Crolla l’affluenza al voto in Catalogna, e precipita ai livelli italiani precedenti alla pandemia. Inevitabile, dopo le delusioni del voto per l’indipendenza e la repressione da parte di Madrid. Su cui, ovviamente, le anime belle di Bruxelles e Washington hanno sorvolato. Dunque indipendentisti delusi e vittoria della sinistra che sgoverna la Spagna? Macché: la delusione resta ma i tre partiti indipendentisti conquistano, complessivamente, la maggioranza assoluta.
Tanto per chiarire che l’aria non è cambiata di molto, a Barcellona. Non sarà comunque facile governare insieme poiché i 3 movimenti catalani hanno strategie differenti.
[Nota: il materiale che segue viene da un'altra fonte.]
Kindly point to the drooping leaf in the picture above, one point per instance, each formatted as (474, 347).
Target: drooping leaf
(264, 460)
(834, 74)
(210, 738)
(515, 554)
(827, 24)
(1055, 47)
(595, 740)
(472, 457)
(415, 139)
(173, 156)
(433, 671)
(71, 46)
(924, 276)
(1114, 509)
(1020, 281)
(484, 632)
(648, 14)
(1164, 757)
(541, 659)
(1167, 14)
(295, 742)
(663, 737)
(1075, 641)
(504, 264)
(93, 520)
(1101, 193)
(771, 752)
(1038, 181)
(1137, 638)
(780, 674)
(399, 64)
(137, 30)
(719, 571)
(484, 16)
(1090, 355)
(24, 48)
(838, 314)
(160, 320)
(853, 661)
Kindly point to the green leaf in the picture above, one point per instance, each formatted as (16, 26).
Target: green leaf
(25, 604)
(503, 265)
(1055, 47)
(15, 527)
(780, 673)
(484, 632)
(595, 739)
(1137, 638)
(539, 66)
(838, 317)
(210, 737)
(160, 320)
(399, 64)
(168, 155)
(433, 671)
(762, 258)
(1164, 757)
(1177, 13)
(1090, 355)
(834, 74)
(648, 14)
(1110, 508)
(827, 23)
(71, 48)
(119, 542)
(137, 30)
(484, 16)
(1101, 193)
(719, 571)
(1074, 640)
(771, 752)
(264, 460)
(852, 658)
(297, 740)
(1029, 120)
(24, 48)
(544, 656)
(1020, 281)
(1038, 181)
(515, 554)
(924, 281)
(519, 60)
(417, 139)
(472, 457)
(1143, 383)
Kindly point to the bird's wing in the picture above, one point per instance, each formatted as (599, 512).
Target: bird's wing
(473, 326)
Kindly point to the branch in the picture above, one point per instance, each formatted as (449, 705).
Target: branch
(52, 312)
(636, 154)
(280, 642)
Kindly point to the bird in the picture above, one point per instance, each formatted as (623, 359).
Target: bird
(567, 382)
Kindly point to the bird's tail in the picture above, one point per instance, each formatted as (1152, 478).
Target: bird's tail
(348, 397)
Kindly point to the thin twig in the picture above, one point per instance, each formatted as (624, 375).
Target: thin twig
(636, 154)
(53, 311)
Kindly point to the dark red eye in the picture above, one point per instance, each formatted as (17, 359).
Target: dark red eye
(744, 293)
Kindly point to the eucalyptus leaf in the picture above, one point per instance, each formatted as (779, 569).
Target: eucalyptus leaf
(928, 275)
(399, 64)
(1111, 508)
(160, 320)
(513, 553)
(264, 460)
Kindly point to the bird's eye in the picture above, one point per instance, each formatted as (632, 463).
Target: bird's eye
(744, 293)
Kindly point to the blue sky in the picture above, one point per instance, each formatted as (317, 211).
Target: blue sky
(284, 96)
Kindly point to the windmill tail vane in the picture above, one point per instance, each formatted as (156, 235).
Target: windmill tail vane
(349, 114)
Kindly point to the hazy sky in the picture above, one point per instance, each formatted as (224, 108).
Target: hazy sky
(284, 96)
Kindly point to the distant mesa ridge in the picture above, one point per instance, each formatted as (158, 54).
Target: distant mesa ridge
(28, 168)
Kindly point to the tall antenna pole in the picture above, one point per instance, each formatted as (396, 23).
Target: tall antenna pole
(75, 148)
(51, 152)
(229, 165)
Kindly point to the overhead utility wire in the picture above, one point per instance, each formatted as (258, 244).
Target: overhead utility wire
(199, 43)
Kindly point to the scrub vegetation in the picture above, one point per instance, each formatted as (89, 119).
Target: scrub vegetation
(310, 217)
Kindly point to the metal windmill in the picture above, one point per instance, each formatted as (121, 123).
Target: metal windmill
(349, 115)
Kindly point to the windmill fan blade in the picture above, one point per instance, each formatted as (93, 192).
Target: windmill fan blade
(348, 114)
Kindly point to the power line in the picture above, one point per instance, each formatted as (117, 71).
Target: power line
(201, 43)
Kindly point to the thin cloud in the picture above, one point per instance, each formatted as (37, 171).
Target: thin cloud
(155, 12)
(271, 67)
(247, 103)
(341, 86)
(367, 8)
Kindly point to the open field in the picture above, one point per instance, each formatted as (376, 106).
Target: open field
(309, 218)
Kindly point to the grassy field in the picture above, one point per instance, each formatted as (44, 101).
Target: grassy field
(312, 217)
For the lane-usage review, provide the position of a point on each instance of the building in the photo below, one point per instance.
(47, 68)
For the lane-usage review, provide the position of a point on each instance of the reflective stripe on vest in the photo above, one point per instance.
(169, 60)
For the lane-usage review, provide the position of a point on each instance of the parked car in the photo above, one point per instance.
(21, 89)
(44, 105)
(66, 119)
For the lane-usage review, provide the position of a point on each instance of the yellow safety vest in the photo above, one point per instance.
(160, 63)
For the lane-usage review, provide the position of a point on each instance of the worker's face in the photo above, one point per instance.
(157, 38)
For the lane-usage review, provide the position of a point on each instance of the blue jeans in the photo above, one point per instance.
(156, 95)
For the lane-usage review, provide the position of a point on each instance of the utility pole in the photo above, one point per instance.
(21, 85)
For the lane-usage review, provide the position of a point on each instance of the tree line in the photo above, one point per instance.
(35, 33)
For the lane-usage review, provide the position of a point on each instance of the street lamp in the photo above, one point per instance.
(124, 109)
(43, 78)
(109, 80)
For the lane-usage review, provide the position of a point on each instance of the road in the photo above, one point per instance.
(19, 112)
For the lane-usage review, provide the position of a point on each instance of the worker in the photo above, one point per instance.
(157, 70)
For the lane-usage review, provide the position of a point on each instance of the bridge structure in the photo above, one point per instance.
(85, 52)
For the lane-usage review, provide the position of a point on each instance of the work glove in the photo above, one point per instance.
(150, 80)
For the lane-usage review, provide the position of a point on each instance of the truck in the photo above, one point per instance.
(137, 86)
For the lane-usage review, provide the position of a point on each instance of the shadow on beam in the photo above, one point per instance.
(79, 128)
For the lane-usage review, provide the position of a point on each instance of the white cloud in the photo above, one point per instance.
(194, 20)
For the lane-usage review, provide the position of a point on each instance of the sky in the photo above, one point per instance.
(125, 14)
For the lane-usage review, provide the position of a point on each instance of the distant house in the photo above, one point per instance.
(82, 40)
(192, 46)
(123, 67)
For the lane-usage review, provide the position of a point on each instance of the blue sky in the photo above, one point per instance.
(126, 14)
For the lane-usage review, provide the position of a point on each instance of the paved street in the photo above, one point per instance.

Erc (sinistra repubblicana catalana che ha conquistato il 21,3%) è il gruppo più disponibile al dialogo con i socialisti spagnoli mentre Junts (20%) e Cup (Candidatura di unità popolare, 6,68%) non paiono voler fare passi indietro nelle richieste presentate a Madrid: liberazione dei prigionieri politici (in carcere da tempo, ma non si chiamano Navalny e nessuno si mobilita tra i nobili difensori dei diritti umani) e percorso verso l’autodeterminazione.

I socialisti (23%) tentano di inserirsi nelle differenze tra indipendentisti e propongono un accordo con Erc e Podemos (che ha ottenuto meno del 7%), in linea con quello realizzato per il governo spagnolo. Ma la prospettiva non piace all’ala più coerente di Erc. Dunque si procede per varare un esecutivo che continuerà a rappresentare un problema per Sanchez.
Ma i socialisti rilanciano proponendo uno scambio indecente: rinunciare alla liberazione dei detenuti politici, ed all’autodeterminazione in cambio di una maggior rapidità nel far affluire i soldi del Recovery fund. Piuttosto squallido, ma da Sanchez è difficile attendersi qualcosa di più corretto.

Sul fronte destro è da rilevare il buon risultato di Vox che entra nel parlamento catalano con 11 seggi grazie al 7,7% dei voti. Superando i liberali di Ciudadanos (5,57%) ed i Popolari ridotti al 3,85%.